コベリティは10月3日、開発段階でのソフトウェア品質やセキュリティの不具合を解析するソフトウェアテスト技術の次世代総合スイートとして「Coverity Development Testing Platform」を発表した。同社製品はグローバルで1200社、日本を含むアジア・パシフィックで180社に採用されており、NASAのJPL(ジェット推進研究所)が火星探査機「Curiosity」のフライトソフトウェアの品質向上に採用したことでも知られている。
同社 日本支社 日本アジア担当 副社長 |
同社 日本支社の日本アジア担当 副社長であるリッチ・セルート氏は、同社製品について「手動では顕在化できない不具合の自動検出とアドバイザリーによって、ソフトウェア品質をより高く保ち、コストを削減し、プロジェクトを加速化させる」と述べ、「ソフトウェアの複雑化やコード量の増加などに既存のテスト製品が対応できていないといった状況が生まれつつある中で、そのギャップを埋めること」に同社製品の価値があると語った。
同氏は2005年から代理店を通じて販売を開始した日本市場について、アジア・パシフィック地域での売上が2012年の会計年度で、前年に比べて倍増となる3000万ドルを達成したことに触れ、「順調に推移している」と述べた。また、今後のビジネス戦略については、ソフトウェアのサプライチェーン全体へのフォーカスとセキュリティ脆弱性の検知へのフォーカスの2点を挙げた。この内、後者の脆弱性検知に対応した製品が、今回、発表されたCoverity Development Testing Platformに含まれる「Security Advisor」になる。

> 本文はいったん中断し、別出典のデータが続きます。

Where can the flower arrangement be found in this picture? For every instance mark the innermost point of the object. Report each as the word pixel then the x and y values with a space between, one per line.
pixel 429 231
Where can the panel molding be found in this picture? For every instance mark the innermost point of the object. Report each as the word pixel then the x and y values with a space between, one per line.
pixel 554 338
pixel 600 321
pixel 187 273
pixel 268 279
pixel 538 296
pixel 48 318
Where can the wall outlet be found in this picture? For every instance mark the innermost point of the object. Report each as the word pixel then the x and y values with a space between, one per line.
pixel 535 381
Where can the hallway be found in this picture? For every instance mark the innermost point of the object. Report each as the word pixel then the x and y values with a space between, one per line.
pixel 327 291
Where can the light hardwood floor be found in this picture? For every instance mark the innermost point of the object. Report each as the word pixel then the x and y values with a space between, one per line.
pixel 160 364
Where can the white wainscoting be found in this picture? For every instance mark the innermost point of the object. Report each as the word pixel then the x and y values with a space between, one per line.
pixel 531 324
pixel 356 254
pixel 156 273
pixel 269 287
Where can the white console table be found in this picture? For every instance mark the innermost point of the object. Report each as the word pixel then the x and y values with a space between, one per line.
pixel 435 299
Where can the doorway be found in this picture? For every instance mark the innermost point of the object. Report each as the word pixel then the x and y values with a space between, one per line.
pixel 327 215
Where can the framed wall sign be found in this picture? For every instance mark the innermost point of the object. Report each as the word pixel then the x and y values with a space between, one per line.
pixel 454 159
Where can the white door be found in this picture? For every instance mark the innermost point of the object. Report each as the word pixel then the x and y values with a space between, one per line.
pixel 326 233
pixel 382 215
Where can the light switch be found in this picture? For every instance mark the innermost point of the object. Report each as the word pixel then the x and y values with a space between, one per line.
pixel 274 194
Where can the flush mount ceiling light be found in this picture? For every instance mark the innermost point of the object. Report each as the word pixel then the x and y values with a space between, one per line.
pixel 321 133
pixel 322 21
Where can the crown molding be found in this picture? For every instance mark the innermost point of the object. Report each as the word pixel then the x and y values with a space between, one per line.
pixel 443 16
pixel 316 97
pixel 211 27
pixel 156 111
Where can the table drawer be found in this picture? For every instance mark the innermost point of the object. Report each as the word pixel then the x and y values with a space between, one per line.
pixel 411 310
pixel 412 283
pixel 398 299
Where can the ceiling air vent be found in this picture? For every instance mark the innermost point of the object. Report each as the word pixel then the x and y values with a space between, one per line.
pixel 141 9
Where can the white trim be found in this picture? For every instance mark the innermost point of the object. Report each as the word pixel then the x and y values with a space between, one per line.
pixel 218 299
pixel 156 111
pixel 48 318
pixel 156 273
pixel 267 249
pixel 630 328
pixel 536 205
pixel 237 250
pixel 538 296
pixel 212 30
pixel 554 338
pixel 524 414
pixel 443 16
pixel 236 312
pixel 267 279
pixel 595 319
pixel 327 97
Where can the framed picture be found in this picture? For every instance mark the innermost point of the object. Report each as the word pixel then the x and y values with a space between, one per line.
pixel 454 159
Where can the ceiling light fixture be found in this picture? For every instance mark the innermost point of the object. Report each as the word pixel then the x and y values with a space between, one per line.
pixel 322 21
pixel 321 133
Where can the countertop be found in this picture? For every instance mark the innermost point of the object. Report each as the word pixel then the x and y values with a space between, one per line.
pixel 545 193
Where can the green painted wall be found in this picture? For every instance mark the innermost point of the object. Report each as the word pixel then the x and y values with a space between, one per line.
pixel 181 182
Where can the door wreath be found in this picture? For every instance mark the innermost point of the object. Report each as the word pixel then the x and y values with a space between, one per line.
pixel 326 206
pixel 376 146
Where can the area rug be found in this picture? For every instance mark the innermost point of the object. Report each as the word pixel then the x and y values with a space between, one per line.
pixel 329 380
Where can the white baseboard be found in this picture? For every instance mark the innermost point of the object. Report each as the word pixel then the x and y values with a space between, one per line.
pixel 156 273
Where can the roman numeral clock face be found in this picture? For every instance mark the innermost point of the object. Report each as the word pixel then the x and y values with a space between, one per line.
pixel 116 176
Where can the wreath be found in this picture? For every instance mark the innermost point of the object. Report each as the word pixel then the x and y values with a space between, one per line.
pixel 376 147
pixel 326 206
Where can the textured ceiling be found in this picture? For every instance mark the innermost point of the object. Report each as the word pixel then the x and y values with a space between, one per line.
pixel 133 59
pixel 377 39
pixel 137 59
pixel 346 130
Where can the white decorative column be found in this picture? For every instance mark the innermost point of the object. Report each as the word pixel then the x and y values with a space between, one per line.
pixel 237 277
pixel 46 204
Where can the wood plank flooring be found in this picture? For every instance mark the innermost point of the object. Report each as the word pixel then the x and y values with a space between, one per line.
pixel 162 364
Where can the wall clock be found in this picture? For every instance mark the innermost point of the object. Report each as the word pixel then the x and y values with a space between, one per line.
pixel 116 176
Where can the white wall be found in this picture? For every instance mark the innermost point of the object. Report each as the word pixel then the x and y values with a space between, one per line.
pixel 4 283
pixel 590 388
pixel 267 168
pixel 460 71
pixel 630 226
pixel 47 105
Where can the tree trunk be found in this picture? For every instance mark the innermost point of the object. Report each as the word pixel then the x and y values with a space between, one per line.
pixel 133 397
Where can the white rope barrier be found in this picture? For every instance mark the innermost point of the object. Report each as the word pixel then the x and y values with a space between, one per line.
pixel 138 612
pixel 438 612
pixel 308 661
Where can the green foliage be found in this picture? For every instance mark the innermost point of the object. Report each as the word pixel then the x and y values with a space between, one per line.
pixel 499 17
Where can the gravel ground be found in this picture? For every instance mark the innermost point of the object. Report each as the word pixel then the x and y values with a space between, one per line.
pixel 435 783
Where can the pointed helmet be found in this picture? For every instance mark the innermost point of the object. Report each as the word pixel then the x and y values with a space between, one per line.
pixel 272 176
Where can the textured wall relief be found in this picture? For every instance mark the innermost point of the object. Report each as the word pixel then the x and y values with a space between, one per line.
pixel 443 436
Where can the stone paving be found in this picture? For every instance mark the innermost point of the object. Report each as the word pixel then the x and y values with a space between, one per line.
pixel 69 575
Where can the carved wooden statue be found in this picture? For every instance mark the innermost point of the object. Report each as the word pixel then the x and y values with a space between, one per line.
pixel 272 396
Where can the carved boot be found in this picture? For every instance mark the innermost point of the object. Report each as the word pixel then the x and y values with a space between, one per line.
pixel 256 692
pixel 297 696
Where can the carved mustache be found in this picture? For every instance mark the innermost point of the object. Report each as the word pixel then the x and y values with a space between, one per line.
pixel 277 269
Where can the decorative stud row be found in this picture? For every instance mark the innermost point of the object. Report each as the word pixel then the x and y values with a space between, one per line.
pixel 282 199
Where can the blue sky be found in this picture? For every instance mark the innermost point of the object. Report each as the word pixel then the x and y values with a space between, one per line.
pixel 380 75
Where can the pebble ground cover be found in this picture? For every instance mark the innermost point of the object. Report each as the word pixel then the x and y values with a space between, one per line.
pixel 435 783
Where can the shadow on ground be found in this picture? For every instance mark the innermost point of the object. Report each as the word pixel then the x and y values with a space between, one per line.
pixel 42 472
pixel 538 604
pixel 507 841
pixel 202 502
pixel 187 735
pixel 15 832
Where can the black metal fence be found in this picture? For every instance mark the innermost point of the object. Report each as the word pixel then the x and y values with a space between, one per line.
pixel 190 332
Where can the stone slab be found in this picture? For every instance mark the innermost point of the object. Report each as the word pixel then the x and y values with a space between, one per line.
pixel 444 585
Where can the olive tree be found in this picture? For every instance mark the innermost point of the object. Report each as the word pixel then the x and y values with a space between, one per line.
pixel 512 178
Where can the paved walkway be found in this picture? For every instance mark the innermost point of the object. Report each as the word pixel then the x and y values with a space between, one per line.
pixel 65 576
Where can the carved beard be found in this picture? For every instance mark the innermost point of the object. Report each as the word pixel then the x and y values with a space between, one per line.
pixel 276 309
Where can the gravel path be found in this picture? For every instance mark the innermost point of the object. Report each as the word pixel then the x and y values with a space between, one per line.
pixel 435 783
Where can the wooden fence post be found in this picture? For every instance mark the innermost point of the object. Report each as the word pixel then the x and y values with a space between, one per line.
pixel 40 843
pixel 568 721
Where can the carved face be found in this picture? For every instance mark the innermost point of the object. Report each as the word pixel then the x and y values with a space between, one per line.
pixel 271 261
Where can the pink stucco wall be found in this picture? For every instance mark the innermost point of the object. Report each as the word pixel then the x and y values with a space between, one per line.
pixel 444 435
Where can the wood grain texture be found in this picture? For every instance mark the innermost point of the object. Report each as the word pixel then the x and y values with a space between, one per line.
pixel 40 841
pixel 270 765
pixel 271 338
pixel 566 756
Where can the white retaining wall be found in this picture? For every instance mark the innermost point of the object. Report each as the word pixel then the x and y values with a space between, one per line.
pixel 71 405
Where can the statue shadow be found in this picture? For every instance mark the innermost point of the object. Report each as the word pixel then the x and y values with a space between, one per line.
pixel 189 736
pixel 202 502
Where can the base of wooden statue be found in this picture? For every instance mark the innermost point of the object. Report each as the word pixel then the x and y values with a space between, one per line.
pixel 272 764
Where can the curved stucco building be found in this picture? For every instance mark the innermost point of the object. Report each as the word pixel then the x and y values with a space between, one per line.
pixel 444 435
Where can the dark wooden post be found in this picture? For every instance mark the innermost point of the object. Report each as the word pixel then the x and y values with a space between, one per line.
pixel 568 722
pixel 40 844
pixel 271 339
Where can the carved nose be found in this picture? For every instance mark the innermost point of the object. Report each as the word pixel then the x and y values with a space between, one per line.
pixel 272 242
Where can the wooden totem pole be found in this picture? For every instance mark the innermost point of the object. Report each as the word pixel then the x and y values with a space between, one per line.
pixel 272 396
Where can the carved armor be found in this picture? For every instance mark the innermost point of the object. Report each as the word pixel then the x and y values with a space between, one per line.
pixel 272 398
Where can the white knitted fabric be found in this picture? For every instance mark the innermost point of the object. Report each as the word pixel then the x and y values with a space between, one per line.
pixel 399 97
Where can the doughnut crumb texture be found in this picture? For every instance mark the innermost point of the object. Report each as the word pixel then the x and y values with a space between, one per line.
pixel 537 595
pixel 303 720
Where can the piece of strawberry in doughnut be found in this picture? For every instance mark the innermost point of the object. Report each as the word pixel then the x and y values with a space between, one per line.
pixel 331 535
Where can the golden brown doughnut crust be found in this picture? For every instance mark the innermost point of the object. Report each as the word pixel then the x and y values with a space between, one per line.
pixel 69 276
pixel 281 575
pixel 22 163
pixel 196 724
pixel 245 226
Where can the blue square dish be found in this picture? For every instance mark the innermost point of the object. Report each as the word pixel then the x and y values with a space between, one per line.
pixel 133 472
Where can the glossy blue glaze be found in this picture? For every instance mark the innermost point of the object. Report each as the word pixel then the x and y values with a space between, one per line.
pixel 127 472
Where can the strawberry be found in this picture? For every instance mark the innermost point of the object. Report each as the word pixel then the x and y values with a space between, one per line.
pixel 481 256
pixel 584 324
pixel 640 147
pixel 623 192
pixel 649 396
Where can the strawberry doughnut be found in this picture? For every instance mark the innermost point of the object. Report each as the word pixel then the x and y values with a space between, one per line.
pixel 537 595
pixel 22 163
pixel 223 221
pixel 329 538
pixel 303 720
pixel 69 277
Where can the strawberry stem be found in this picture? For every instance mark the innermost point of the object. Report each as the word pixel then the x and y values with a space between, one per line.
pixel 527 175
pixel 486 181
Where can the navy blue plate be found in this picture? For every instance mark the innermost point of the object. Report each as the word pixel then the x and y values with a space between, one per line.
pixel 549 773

Coverity Development Testing Platformは同社が特許を取得している静的解析検証エンジン「Coverity SAVE」をベースに、以前から提供してきた「Quality Advisor(これまでは「Coverity Static Analysis」として提供)」と、新たに追加されたセキュリティ脆弱性対策にフォーカスした「Security Advisor」、デベロップテストを支援する「Test Advisor」の大きく3つの製品で構成される。なお、今回、C/C++に加えて、Javaへの対応も発表されている。
同社 CTO |
同社 CTOのアンディ・チョウ氏は、既存のセキュリティテストが開発の後工程になっていることが多く、「問題を発見した際の再テストやリソースアロケーションによってリリースの遅れに繋がってしまう」ことなどを指摘。Security Advisorは、「早期の不具合検知と誤検知の低減がポイント」となっており、「コードを書いている段階から精密な解析を行い、SQLインジェクションやXSS、バッファオーバーフローといった重要なセキュリティ脆弱性を検知。さらに、具体的な修正アドバイスを提示することでセキュリティと品質の統合ワークフローを実現する」と説明した。
また、デベロップテストを支援するTest Advisorについては、同社の調査結果として「ユニットテストにおいて、開発者のテストに費やす時間の割合が50%であるにも関わらず、開発中に見つかる不具合は全体の30%。残りはQAやフィールドテストで見つかっており、現実問題として"非効率"な状態になっている」として、Test Advisorは「開発プロセスにおいてより効率的なテストを行うことを目的としたツール」と述べた。
このようなテストにおける非効率性は、テストの際のコードカバレッジに問題があるとしており、Test Advisorはハイリスク基準に基づいてどの部分にフォーカスすべきかを判断して解析を行い、コード修正までを効率的に管理することが可能となっているという。
なお、価格体系は解析するコード行数によって変動し、Security Advisorは年間50万行で450万円、Test Advisorは年間50万行で300万円などとなっている。